A 21st Century Nonprofit Board of Directors – A Volunteer Director’s View

A 21st Century Nonprofit Board of Directors – A Volunteer Director’s View

By: Eugene Fram

Following are my estimates of the attributes a nonprofit board needs to be considered a high performing board in the 21st century.

Has organizational professionalism, flexibility & efficiency
• Operating managers consider themselves primarily professional managers, not mission specialists.
• The board chair and the operating CEO have a trusting relationship and a clear understanding of the responsibilities each has. Management’s responsibilities are clearly clarified.
• The board and managers constantly look for more effective and efficient ways to serve its clients.
• The board is a continuing source of out-of-the-box (generative) thinking.
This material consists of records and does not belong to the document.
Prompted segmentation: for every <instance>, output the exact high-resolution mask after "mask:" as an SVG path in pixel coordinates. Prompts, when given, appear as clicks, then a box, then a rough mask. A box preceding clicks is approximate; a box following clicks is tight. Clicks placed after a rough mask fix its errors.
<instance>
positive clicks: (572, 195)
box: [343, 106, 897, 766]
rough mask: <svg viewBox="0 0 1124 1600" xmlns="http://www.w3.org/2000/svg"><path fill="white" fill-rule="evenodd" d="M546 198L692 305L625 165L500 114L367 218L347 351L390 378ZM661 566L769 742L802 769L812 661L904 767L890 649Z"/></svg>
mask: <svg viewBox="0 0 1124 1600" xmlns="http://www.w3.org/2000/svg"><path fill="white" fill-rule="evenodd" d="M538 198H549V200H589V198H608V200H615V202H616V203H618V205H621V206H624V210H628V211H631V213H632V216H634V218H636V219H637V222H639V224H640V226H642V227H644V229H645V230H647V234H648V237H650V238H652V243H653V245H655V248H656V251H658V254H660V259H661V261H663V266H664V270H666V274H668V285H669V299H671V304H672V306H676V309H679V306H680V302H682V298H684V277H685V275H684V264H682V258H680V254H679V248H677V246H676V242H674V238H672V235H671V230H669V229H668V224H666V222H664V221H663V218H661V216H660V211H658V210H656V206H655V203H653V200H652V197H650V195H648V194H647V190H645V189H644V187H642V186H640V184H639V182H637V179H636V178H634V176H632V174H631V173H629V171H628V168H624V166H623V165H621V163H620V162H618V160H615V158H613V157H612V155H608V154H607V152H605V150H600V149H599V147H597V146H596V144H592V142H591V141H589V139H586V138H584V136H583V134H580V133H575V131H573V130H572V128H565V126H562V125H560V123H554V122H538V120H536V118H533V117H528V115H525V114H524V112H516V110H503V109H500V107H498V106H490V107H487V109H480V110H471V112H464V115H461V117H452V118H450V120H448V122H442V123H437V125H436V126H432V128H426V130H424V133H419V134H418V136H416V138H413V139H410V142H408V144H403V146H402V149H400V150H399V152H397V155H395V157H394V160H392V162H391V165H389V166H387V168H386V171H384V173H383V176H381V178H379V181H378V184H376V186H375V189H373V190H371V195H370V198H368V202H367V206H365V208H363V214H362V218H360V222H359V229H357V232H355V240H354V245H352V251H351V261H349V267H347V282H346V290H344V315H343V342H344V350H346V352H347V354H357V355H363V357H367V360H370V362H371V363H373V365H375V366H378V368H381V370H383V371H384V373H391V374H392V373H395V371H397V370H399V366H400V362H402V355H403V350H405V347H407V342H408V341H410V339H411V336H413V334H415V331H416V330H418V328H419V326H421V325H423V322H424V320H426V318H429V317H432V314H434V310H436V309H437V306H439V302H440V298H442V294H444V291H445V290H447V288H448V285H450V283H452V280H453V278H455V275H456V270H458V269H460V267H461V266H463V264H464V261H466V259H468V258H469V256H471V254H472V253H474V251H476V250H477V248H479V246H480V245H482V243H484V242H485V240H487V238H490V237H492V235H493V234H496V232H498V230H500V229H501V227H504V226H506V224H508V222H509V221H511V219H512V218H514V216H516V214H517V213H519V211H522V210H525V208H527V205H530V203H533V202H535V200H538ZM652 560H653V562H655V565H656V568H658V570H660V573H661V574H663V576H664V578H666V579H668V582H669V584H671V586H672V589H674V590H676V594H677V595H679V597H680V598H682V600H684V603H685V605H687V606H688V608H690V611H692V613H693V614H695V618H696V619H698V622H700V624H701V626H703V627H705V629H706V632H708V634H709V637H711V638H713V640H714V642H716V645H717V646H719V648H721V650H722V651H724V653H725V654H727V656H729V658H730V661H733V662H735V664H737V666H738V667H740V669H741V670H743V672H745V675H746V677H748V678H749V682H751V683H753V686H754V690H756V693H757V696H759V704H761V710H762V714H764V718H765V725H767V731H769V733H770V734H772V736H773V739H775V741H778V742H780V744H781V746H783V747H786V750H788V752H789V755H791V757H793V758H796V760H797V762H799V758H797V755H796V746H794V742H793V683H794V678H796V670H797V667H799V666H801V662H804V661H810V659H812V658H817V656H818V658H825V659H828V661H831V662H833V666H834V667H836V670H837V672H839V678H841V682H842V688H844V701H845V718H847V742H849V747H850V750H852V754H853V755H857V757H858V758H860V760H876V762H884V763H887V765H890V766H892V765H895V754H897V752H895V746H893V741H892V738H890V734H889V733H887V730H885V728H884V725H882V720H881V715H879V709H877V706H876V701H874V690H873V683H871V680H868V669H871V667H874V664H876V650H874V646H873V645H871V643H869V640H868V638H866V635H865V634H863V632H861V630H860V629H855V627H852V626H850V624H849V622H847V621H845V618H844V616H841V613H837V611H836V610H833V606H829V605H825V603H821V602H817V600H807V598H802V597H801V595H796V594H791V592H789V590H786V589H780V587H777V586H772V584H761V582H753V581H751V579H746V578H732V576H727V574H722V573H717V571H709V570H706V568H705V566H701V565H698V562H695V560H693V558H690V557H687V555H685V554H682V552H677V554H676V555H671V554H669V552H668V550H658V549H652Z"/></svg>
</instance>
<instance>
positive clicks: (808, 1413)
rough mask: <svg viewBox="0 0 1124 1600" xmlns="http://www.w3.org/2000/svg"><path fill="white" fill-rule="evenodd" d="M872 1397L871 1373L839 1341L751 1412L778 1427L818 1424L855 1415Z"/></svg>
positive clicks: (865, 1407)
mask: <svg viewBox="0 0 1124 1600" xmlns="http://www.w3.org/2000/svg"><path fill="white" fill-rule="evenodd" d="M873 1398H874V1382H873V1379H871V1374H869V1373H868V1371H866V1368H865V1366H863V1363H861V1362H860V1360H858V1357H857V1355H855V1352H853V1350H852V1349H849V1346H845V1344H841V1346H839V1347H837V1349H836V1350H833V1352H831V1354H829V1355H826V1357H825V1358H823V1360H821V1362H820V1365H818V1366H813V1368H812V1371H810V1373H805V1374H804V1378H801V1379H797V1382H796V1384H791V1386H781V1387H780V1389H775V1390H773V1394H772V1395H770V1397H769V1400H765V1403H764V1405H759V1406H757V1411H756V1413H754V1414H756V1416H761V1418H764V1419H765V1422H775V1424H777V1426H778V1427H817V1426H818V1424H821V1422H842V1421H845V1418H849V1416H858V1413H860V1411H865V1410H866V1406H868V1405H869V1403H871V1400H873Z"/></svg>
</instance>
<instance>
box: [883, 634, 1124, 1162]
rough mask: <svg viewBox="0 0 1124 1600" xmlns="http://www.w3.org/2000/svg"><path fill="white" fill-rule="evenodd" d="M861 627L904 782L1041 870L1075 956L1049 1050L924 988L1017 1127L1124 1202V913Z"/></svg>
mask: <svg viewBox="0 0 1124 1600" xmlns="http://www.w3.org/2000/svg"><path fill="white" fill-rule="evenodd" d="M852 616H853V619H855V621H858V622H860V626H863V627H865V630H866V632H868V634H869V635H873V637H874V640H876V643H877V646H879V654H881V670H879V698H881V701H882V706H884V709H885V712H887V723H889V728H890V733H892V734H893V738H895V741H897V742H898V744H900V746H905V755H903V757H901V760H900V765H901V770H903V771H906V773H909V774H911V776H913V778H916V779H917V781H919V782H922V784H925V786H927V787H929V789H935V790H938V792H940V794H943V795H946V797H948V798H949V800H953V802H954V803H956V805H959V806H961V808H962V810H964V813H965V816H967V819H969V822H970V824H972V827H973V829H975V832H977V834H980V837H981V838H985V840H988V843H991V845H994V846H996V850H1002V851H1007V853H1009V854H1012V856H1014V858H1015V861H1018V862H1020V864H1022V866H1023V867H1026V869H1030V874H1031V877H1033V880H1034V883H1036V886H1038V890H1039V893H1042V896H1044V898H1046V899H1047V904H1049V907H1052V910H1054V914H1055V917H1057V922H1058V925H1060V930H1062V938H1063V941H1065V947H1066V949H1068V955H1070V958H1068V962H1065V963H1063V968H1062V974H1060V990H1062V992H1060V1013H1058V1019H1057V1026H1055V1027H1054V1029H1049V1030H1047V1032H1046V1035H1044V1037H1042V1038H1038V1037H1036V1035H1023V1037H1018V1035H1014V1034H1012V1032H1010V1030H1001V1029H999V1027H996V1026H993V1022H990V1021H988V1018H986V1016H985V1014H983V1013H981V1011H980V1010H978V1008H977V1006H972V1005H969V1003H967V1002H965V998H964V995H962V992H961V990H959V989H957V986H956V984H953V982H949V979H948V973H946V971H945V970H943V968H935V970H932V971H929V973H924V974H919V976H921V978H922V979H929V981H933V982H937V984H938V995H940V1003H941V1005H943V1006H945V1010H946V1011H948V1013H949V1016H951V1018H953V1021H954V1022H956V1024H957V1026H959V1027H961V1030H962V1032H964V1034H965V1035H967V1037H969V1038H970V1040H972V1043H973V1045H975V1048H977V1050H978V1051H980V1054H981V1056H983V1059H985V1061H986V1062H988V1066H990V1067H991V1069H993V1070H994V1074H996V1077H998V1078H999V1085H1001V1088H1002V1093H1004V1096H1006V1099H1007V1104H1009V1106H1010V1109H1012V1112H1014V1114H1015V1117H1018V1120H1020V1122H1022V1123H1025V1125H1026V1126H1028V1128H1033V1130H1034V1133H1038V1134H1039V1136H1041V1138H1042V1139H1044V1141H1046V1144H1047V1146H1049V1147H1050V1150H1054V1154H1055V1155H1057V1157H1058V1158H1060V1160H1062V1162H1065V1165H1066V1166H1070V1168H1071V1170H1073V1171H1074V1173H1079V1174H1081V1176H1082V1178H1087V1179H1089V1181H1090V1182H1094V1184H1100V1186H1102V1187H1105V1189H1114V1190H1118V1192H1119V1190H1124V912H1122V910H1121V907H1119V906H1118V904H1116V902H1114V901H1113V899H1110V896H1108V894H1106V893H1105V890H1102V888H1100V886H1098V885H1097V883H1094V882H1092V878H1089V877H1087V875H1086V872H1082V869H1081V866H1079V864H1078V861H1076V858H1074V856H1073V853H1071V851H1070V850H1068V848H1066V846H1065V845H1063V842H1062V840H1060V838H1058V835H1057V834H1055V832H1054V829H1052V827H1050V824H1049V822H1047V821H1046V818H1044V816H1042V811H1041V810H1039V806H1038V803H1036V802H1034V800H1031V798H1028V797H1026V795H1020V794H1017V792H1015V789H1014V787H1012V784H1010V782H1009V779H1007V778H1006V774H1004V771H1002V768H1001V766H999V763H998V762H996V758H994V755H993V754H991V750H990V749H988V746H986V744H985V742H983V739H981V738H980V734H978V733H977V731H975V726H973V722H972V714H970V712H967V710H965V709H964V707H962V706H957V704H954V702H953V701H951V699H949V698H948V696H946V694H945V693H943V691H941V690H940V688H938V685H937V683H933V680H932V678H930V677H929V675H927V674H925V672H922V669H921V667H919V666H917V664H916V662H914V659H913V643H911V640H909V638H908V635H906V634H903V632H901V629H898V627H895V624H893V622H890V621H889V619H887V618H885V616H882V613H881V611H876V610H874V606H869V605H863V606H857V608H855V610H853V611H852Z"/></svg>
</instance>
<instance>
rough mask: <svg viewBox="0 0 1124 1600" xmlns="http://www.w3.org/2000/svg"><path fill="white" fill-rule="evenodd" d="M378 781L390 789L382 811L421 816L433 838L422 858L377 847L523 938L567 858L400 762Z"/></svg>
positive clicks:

Has a simplified organization structure
• Only three to five standing board committees have been established
• All other issues that need study are handled by board-staff ad hoc groups or task forces,
• Board meetings focus on strategic issues over operational minutiae
• Board is constantly alert to the dangers of micromanagement.
• Keeps directors involved while they focus on strategy development, planning and generative thinking. (These activities are not as inherently interesting as overviewing operating activities.) The board chair and management have to make certain that board members perceive strategy development, planning and generative thinking are making contributions to the organization.

Has a trusting relationship between board management & staff
• Each group has a well-understood role.
• Each understands the others deserve respect and are persons of good will trying to meet the needs of clients.
• Measures of outcomes for management and staff are considered robust but fair.

Has Active Audit or Assessment Committee
• Members are comfortable with reviewing financial & management issues.
• Knows how to meet effectively with external and internal auditors
• Signals to all concerned that the board is active in preventing fraud.